The $3 billion investment that the PGA Tour received from the Strategic Sports Group to create the PGA Tour Enterprises will be divided into four groups to allow players to become equity holders, Monday Q Info reported Wednesday.
A memo was sent to PGA Tour players on Wednesday that detailed the equity groups and how the grants would work.
Group 1 features $750 million of aggregate equity and will be divvied up among 36 players based on career performance, performance over the past five years and results of the Player Impact Program.
Groups 2 and 4 both have $75 million of aggregate equity. Sixty-four players will benefit from the Group 2 money based off of their three-year performance, while 36 players who played a key role in creating the modern PGA Tour, thanks to their career performance, will be in Group 4.
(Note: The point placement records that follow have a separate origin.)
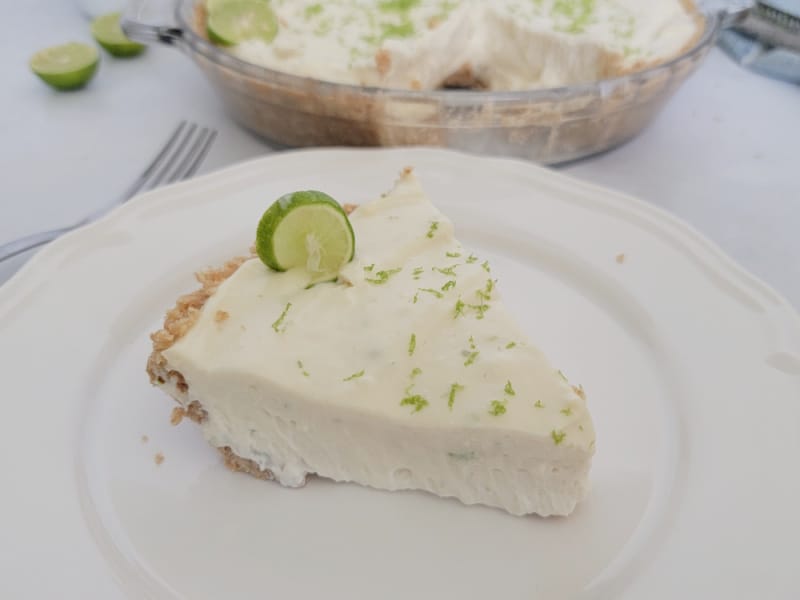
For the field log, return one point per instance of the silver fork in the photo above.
(178, 159)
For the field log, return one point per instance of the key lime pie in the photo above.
(429, 44)
(374, 349)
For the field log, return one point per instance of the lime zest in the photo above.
(279, 321)
(417, 401)
(382, 277)
(459, 309)
(451, 396)
(449, 271)
(313, 9)
(471, 357)
(241, 20)
(436, 293)
(432, 229)
(497, 408)
(354, 376)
The final group, Group 3, will have $30 million of aggregate equity that gets dished out to 57 players who have earned specific exemptions on the PGA Tour.
Of course, those four groups add up to just $930 million of the initial $1.5 billion of Strategic Sports Group’s $3 billion investment. Wednesday’s memo did mention what the other $600 million would be used for, though.
“The recurring player equity grants are incremental to the initial grants, are in the aggregate amount of $600 million, and are planned to be awarded in the amounts of $100 million each year starting with the 2025 PGA Tour season and continuing through the 2030 PGA Tour season (at a minimum),” the memo stated. “It is important to note that all PGA Tour members are eligible to receive recurring grants – regardless of whether or not they received an initial grant.
“These recurring grants will reward future top performers and will be based on last three-year performance, last year performance and Player Impact Program results.”
PGA Tour Enterprises is also permitting a co-investment from Saudi Arabia’s Public Investment Fund as long as it is “subject to all necessary regulatory approvals.”